Strong-WomanThe International Woman’s Day theme for 2016 is “Planet 50-50 by 2030: Step It Up for Gender Equality”. The United Nations observance on  March 8 will reflect on how to accelerate the 2030 Agenda, and other commitments on gender equality, women’s empowerment, and human rights. An independent campaign, separate from the UN, is being run by financial firm EY with other corporate partners, organizing events around a #PledgeForParity hashtag. National Women’s History Month reaches the global community and celebrates women’s accomplishments in a global recognition that honors women of all nations.

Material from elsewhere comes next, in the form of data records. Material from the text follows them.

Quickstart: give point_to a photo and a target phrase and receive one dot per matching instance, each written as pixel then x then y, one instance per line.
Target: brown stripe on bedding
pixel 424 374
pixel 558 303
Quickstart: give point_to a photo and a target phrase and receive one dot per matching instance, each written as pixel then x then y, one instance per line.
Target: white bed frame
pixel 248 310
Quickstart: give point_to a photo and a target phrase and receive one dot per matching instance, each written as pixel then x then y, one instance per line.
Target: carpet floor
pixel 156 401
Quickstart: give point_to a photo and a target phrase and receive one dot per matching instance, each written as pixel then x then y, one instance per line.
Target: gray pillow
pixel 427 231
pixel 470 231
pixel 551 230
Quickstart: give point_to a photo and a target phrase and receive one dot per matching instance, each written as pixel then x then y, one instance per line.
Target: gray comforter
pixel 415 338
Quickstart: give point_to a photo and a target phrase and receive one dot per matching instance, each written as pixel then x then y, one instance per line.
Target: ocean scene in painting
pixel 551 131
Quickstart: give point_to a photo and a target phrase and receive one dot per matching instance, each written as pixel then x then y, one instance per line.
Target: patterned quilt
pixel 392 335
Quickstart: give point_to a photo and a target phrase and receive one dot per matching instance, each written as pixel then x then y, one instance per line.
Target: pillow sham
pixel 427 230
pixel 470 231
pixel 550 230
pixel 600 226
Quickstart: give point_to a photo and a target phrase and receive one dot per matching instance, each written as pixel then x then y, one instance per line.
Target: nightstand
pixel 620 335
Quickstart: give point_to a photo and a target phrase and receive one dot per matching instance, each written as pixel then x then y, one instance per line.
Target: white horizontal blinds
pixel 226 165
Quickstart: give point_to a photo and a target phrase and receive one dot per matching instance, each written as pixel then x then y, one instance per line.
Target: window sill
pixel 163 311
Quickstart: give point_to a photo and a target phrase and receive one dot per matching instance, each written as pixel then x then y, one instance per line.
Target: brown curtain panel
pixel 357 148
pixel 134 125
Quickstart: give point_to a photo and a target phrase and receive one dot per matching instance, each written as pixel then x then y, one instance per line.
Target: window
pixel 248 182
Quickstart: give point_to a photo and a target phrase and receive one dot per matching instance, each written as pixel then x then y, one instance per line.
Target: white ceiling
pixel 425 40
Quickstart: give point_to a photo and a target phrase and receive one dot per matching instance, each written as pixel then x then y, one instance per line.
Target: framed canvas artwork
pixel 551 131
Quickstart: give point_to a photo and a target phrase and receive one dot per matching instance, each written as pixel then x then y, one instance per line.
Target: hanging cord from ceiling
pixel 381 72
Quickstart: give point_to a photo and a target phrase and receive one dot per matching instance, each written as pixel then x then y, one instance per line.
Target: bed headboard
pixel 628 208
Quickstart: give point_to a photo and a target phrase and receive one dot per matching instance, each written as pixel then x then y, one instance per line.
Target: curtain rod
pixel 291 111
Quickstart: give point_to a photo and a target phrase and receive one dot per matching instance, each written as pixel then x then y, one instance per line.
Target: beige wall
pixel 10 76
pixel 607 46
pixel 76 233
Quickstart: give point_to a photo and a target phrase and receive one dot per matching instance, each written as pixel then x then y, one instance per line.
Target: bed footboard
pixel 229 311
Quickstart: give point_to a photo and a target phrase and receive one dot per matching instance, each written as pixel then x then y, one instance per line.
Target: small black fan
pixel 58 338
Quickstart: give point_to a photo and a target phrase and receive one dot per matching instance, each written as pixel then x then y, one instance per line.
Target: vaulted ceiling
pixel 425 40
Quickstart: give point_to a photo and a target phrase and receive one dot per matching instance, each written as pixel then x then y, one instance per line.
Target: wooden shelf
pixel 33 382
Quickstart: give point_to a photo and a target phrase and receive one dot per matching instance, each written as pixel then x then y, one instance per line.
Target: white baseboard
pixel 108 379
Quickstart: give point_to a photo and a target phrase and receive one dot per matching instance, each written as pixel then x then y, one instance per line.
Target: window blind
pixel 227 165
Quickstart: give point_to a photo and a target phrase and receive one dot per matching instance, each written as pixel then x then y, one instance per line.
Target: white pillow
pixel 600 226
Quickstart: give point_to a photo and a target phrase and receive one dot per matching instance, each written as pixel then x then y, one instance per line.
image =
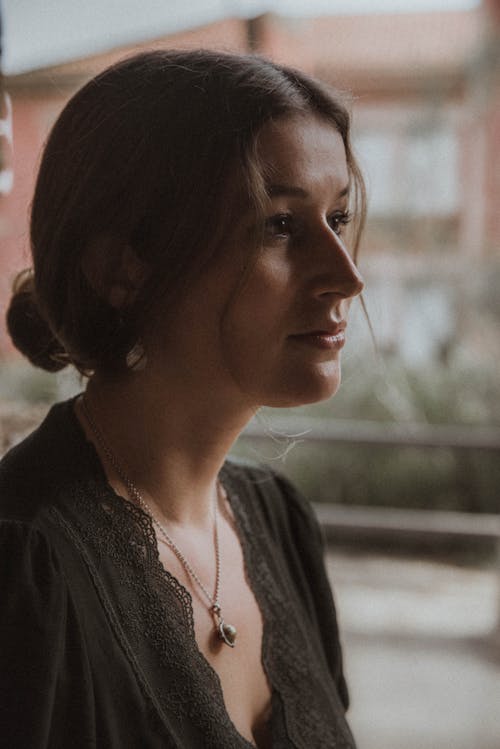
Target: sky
pixel 38 33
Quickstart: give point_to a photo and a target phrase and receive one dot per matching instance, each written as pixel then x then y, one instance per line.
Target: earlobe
pixel 114 271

In our profession, women make up 63 percent of public relations “specialists,” according to Bureau of Labor Statistics data, and 59 percent of all PR managers. Other estimates say the female workforce for PR is closer to 73, or even 85 percent. Ragan.com … reported that 73 percent of the Public Relations Society of America’s members are women. Leeza L. Hoyt, president of the Hoyt Organization, examined the reasons why many women choose public relations for their career. The reasons are numerous and in some cases, may be the opportunity to raise a family and have a successful career with greater work-life balance, flexible hours, and telecommuting options. One thing is clear for both men and women in the field; public relations careers allow professionals to enjoy a variety of responsibilities, engage with key influencers, pursue a swiftly-moving career, and evolve constantly. Public relations practitioners serve the public by bringing attention to important social and political issues.

International Women’s Day is becoming deeply ingrained in history and culture of many countries. This is a perfect opportunity for many companies and organizations to honor and celebrate women’s achievements in the personal, public, and political spheres. Happy International Women’s Day!